Methods: Demographic and treatment data of a cohort of PD carriers of recessive genes (nine homozygous or compound heterozygous PRKN carriers, four heterozygous PRKN carriers, and three biallelic PINK1 carriers) were evaluated.
Results: The average levodopa equivalent daily dose (LEDD) was 806.8 ± 453.5 (range 152-1810) in PRKN carriers and 765 ± 96.6 (range 660-850) in PINK1 carriers. The majority responded to low/moderate doses of levodopa. The response to dopamine agonists (DAs) was often favorable both as initial and longitudinal therapy. In total, 8/13 PRKN and 1/3 PINK1 carriers were treated with amantadine successfully, and this also applied to patients who could not tolerate levodopa or DAs.
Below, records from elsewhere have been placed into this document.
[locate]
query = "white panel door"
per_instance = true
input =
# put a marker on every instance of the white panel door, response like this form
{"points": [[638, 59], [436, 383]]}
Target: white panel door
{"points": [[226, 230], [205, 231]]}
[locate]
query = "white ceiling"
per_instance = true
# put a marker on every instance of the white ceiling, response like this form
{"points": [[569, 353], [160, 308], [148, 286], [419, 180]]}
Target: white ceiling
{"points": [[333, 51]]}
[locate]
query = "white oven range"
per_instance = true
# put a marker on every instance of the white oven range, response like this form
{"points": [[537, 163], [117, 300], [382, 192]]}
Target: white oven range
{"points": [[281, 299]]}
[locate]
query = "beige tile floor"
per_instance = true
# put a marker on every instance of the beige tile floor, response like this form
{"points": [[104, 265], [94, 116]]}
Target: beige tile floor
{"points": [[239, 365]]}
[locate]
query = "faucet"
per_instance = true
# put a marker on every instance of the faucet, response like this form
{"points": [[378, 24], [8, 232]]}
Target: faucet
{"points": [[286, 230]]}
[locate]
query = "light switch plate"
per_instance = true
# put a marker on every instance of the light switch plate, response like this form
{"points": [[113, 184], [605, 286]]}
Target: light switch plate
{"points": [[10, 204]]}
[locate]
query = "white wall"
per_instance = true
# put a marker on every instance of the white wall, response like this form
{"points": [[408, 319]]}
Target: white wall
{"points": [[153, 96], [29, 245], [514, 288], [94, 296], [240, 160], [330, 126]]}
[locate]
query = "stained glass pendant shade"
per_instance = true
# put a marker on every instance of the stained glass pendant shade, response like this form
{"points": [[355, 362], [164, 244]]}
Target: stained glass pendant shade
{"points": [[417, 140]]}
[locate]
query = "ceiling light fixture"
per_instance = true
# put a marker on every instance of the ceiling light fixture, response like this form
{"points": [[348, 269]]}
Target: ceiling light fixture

Conclusions: In the era of personalized treatment, the therapeutic approach in recessive PD gene carriers might differ as compared to idiopathic PD. Lower LEDD doses were efficient even in patients with a very long disease duration, while a few patients were doing well without any levodopa treatment decades after disease initiation. DAs or amantadine could be used as a first and main line treatment regimen if well tolerated. Literature data on therapeutic strategies in carriers of pathogenic mutations in recessive PD genes, including device-aided treatments, will be further discussed.